Quakers: The Society of Friends
According to an old Quaker joke, the Holy Trinity consists of the fatherhood of God, the brotherhood of man, and the neighborhood of Philadelphia.
The Mississippi River runs over a fifty-foot ledge in the city of Minneapolis, its waterfalls providing power to mill flour, but definitively ending northward navigation on the river. In the eddies and side streams around the rapids, great swarms of Canada geese paddle about, quacking, right in the center of the city. A church with a carillon of shiny bells stands on the bank above this scene, its many bells ringing at once in clashing sounds quite evocative of the gaggles of geese on the river below. Likely, the effect is intentional, although at first encounter it strikes many as dissonance. Acknowledged to be artistic, it is still not music. But others think it is.
At the far opposite end of the Mississippi, in New Orleans, jazz was born. A group of musicians play together in an aimless way, until one soloist strikes up a melody, with variations. In time, another musician and then still another, take up the melody, playing different variations on different instruments. Sometimes the whole group join together in a minor patch of symphony. In time, one musician wanders off on another theme, or the whole group seems to agree on when to stop.

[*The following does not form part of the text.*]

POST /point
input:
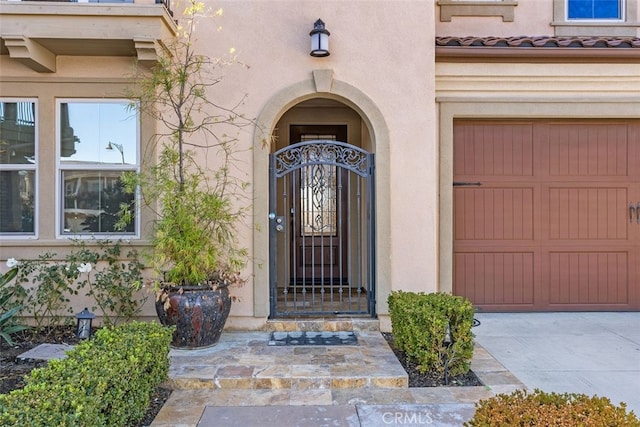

There's a small Quaker meeting in Minneapolis, but most of Quakerdom branches off to the west of St. Louis up the Missouri River, or to the east of St. Louis up the Ohio. There's less overt religious music in the Quaker meetings up the Ohio, but there is some. Either way, there is usually a sense of timing and harmony in the verbal messages. Some congregations are like a Belgian carillon, interweaving themes as exquisitely as Bach's Jesu, Joy of Man's Desiring. Others interact directly like a game of volley ball. Only a few seem to find pleasure in independent vocal ruminations resembling a jazz performance, and those are usually meetings too small to organize a carillon effect. Three hundred years ago, it was an important question for Quakers whether to worship together in a group. No minister, no ceremony, no sacred music; just sitting silently together in a gathered meeting. Naturally, the question arises, if you intend to sit quietly in a chair, why not do it at home, alone. Robert Barclay seems to have settled the issue; the purpose of a gathered meeting is to discover and maintain consensus. Robert Barclay had no thought of composing jazz music, and often it does not emerge. But sometimes, and in some places, that's what it resembles.